Can Food be Art?

Posted filed underDiscussions, Food.

Can Food Art.jpg
“Is food art?” is the wrong question to ask, writes Sara Davis at Tablematters, but American Scholar’s William Deresiewicz says that “cooking isn’t art.”

Yes, food can be art!
Sara Davis : “One reason that art is such a jealously guarded term is that we use it to elevate sensory experience to something special—the implication being that sensory experiences are not all that special on their own. After all, we see and hear and taste every day, as a matter of course; we rely on our notoriously unreliable senses to navigate our messy, clumsy bodies through the world with a minimum of damage. Senses seem to have their own appetites, too, but these are not always governed by the what we’d call the best of human nature: The phrases “eye candy” and “ear candy” exist for a reason. So we rely on the word art to separate out sensory experiences that feel more present (or, perhaps, more proper) in the mind: Reflection, wonder, the apprehension of a feat of skill or imagination, the pleasure of beauty.
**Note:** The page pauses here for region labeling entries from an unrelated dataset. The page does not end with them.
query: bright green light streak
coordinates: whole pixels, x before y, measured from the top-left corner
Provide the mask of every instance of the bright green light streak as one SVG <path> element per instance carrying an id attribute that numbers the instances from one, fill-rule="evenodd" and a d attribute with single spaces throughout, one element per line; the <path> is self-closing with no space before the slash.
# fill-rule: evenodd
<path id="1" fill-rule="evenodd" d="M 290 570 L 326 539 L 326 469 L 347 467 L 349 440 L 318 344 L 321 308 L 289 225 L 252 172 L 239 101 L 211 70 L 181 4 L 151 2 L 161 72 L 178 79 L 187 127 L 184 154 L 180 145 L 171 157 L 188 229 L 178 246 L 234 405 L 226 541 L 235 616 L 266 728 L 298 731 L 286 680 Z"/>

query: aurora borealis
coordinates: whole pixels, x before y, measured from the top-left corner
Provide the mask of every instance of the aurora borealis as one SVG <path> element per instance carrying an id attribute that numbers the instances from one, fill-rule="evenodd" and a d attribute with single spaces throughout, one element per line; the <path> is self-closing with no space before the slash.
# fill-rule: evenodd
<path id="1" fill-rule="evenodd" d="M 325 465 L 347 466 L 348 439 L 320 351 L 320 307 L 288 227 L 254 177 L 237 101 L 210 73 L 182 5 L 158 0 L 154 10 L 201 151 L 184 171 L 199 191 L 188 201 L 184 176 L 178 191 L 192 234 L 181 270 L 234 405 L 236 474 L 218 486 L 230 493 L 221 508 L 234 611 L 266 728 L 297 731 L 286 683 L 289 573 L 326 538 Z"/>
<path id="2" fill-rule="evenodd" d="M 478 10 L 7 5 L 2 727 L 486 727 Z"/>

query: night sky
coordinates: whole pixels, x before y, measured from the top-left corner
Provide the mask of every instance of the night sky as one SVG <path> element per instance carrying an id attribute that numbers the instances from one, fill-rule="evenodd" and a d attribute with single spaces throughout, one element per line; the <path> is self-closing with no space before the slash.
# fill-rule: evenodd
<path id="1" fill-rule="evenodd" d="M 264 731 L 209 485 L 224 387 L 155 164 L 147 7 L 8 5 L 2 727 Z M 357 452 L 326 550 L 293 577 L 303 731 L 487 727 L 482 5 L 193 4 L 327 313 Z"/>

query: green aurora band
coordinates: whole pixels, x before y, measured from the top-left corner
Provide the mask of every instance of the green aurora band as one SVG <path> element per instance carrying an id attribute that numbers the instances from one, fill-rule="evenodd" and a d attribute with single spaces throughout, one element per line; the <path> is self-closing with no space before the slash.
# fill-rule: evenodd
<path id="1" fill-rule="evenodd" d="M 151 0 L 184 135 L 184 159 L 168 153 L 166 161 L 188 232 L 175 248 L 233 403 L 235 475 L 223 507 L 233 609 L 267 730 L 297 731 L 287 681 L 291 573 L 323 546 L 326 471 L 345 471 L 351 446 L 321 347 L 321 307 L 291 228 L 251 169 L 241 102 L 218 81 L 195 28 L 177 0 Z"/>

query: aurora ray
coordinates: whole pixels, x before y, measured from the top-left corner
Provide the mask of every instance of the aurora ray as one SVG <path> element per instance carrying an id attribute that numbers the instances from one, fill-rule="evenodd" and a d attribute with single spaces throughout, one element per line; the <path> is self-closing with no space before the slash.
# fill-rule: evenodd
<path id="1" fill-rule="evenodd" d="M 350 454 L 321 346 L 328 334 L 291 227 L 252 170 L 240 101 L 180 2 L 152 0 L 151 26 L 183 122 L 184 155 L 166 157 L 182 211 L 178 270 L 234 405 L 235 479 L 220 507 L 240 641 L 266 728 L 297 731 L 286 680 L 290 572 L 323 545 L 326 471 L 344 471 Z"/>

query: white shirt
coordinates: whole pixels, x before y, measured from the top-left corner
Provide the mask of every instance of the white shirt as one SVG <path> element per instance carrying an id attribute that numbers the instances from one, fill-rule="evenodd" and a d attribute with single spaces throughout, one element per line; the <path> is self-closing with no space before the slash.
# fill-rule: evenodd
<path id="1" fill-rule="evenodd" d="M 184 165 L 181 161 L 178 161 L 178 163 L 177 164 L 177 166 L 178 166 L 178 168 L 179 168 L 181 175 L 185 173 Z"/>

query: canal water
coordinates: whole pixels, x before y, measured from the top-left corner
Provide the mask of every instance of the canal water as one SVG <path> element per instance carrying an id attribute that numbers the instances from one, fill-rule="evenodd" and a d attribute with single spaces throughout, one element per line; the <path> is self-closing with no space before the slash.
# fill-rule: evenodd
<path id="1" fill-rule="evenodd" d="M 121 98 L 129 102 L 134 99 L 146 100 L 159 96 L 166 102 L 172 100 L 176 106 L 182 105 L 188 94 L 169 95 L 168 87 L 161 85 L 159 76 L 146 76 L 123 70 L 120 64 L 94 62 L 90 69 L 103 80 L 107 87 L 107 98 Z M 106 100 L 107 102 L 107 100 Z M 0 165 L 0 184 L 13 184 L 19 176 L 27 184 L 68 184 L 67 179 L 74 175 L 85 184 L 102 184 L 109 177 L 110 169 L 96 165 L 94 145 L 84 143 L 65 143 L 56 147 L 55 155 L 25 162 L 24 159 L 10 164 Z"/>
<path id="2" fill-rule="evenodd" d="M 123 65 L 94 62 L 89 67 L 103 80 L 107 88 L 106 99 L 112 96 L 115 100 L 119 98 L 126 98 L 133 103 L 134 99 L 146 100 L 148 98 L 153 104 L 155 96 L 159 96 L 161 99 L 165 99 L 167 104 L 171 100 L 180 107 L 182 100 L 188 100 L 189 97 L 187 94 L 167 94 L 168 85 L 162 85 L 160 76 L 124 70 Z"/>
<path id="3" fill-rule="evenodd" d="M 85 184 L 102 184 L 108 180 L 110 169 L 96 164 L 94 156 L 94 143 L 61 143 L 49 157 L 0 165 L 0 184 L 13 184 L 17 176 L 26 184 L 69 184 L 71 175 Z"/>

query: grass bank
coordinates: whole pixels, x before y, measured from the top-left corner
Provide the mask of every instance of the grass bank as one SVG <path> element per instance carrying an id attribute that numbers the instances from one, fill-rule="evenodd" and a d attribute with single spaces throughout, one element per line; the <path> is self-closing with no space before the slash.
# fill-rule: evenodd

In the branches of philosophy that seek to describe the relationship between the body and the mind, these cognitive responses to sensory stimuli are called aesthetic experience (although less refined experiences such as disgust also qualify). Let’s bracket the word “art” for the moment, then, and consider the cognitive faculties invoked by the aesthetic experience of eating.

No, food is not art!
William Deresiewicz: “Food is ordered: but so are spreadsheets, or even regular sheets, when you make your bed in the morning. Food evokes emotions: but so do sunsets, or train sounds, or the cigarette smell of a bar. Food embodies ideas: but so does everything that’s made. To evoke is not to represent, and to embody is not to express.”